🤖 AI Summary
To address the challenge of jointly preserving visual fidelity and motion continuity in long-video generation, this paper proposes a hierarchical frame-rate prediction framework: first generating a low-frame-rate video to capture global spatiotemporal structure, then progressively inserting intermediate frames to increase both spatial resolution and temporal density.
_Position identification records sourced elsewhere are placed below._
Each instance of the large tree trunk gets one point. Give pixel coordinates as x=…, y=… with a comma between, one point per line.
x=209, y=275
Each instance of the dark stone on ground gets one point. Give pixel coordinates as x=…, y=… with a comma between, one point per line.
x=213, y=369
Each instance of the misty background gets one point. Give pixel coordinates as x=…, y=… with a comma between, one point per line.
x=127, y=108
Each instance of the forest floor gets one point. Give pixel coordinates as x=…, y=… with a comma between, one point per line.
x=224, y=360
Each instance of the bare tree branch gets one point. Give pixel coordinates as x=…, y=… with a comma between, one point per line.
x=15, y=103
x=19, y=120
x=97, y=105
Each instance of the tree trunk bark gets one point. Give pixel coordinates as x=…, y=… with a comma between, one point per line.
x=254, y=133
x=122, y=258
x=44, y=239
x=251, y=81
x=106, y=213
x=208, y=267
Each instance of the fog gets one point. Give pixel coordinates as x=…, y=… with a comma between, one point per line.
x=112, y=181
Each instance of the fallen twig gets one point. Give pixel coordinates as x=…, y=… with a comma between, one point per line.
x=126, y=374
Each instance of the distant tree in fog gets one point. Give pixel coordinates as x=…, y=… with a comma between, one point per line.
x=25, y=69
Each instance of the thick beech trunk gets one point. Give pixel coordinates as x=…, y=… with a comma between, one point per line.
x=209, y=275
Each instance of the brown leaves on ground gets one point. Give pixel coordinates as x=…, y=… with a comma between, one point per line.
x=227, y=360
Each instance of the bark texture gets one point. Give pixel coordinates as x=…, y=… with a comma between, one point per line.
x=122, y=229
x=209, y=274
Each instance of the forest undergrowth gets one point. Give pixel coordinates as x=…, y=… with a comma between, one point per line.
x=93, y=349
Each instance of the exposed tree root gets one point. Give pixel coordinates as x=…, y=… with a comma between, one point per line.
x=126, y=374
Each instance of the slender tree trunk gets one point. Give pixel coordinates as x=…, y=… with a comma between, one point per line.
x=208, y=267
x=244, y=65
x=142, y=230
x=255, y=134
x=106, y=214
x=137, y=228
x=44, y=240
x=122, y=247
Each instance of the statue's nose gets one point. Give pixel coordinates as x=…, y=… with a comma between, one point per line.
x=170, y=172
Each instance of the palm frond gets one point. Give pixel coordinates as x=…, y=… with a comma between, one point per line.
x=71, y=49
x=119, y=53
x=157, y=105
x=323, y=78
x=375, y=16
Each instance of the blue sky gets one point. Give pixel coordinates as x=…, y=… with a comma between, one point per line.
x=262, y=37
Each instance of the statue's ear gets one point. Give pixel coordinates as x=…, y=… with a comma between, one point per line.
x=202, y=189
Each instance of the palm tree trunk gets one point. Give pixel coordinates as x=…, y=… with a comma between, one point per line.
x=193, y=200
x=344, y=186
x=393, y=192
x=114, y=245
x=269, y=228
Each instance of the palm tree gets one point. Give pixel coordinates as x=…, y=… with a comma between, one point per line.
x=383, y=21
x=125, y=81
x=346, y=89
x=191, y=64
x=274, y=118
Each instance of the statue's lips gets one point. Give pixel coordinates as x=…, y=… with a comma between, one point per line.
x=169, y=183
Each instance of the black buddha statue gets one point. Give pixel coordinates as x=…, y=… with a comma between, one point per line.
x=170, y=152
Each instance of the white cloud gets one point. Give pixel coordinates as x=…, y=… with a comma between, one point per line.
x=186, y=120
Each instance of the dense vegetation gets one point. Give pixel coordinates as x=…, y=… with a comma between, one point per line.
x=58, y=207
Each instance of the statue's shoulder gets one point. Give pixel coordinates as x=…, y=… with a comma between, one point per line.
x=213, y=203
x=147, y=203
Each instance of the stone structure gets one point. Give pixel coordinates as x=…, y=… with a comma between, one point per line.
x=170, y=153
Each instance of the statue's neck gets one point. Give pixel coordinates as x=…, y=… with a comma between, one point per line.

Methodologically, we introduce a cross-frame-rate autoregressive mechanism and intra-hierarchy bidirectional attention to model long-range temporal consistency. A multi-stage frame-rate escalation strategy is adopted to enhance inter-frame coherence while maintaining parallel synthesis efficiency. Evaluated on multiple long-video generation benchmarks, our approach achieves state-of-the-art performance, significantly improving both visual quality—measured by sharpness, detail preservation, and structural integrity—and motion naturalness—assessed via optical flow smoothness and temporal plausibility.
📝 Abstract
We present TempoMaster, a novel framework that formulates long video generation as next-frame-rate prediction. Specifically, we first generate a low-frame-rate clip that serves as a coarse blueprint of the entire video sequence, and then progressively increase the frame rate to refine visual details and motion continuity. During generation, TempoMaster employs bidirectional attention within each frame-rate level while performing autoregression across frame rates, thus achieving long-range temporal coherence while enabling efficient and parallel synthesis. Extensive experiments demonstrate that TempoMaster establishes a new state-of-the-art in long video generation, excelling in both visual and temporal quality.